Have “Icelandic” minke whales migrated to Jan Mayen?
A large stock of minke whales previously dwelling off the shores of Iceland may now have been located near the Norwegian island of Jan Mayen.
Back in 2001, some 40,000 minke whales were counted in Icelandic waters. This number had fallen to around 10,000 by 2009. New figures from the Norwegian Institute of Marine Research suggest that numbers minkes near Jan Mayen have increased considerably in recent years.
“I have always been convinced that this was a case of changes in distribution rather than a fall in stocks,” says Gísli Víkingsson, whale specialist at the Icelandic Marine Research Institute.

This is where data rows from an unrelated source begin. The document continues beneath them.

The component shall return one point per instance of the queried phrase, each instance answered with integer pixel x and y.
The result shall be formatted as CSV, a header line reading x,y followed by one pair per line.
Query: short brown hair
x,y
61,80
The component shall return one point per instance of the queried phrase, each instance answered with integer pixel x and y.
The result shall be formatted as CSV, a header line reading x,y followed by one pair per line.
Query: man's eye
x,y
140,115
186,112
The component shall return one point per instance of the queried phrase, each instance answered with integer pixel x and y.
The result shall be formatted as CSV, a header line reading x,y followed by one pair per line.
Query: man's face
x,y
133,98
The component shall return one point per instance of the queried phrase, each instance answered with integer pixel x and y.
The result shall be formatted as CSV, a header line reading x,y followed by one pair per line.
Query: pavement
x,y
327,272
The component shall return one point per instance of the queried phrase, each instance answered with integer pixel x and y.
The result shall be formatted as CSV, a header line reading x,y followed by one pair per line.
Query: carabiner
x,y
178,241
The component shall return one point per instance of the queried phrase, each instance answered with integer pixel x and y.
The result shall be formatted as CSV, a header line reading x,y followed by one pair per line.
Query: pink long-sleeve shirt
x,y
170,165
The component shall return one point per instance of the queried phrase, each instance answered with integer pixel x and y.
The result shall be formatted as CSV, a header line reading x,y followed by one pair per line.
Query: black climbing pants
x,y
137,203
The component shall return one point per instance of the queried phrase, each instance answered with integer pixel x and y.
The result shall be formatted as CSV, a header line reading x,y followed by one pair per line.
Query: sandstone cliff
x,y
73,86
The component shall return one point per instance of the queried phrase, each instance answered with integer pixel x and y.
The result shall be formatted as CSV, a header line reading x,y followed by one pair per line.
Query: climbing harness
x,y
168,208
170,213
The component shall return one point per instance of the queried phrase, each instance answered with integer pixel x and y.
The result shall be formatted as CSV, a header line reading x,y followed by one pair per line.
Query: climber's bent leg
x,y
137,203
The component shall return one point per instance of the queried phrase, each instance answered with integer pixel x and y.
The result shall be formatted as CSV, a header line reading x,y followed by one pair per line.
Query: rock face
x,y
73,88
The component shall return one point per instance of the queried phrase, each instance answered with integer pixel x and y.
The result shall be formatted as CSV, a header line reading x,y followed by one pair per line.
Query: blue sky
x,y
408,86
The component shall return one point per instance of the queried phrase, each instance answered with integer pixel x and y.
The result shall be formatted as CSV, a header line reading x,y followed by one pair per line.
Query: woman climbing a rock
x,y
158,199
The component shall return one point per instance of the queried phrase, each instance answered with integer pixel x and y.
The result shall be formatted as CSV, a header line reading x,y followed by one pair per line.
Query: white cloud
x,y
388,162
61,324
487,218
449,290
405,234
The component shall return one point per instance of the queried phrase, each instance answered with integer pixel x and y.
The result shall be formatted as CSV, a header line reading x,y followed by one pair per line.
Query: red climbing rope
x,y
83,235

Whaling is likely not to blame for significant falls in numbers of minke whales. Photo: Halldór Sveinbjörnsson
The final figures are not yet available, but Víkingsson estimates a “significant and unusually high” increase in minke whale numbers off Jan Mayen.
The most immediate reason for the departure of many minke whales, according to Víkingsson, was the fall – around 2005 – in stocks of the lesser sand eel off southern and western Iceland, and the migration of capelin to colder Greenlandic waters owing to rising sea temperatures. Both species are major sources of food for minke whales.

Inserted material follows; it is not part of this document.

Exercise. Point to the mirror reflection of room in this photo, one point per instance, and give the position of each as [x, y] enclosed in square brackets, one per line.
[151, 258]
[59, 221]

Allied to that, “there are clearly conditions [off Jan Mayer] which attract the minke – they have a tail and migrate for food,” says Víkingsson.

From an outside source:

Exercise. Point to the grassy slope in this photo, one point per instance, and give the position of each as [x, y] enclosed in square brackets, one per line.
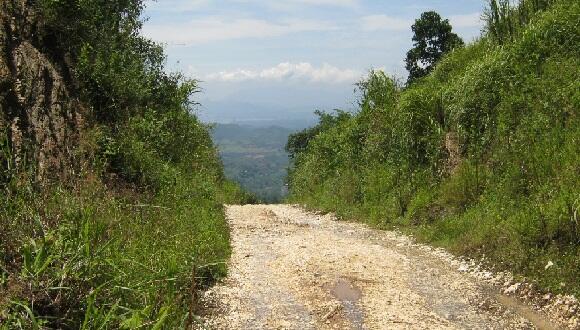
[126, 243]
[512, 194]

In the past, whale-watching and whale-hunting operators have blamed each other for the fall in minke stocks, but Víkingsson says this in unlikely.
“Their operations are confined to a very small area within Icelandic waters, while the minke whale stock stretches from Greenland, to Iceland and on to Jan Meyer,” he explains.
“While it is true that the drop in minke numbers occurred around the same time as whale hunting resumed in 2006, hunting may account for the loss of tens of animals a year, not tens of thousands.”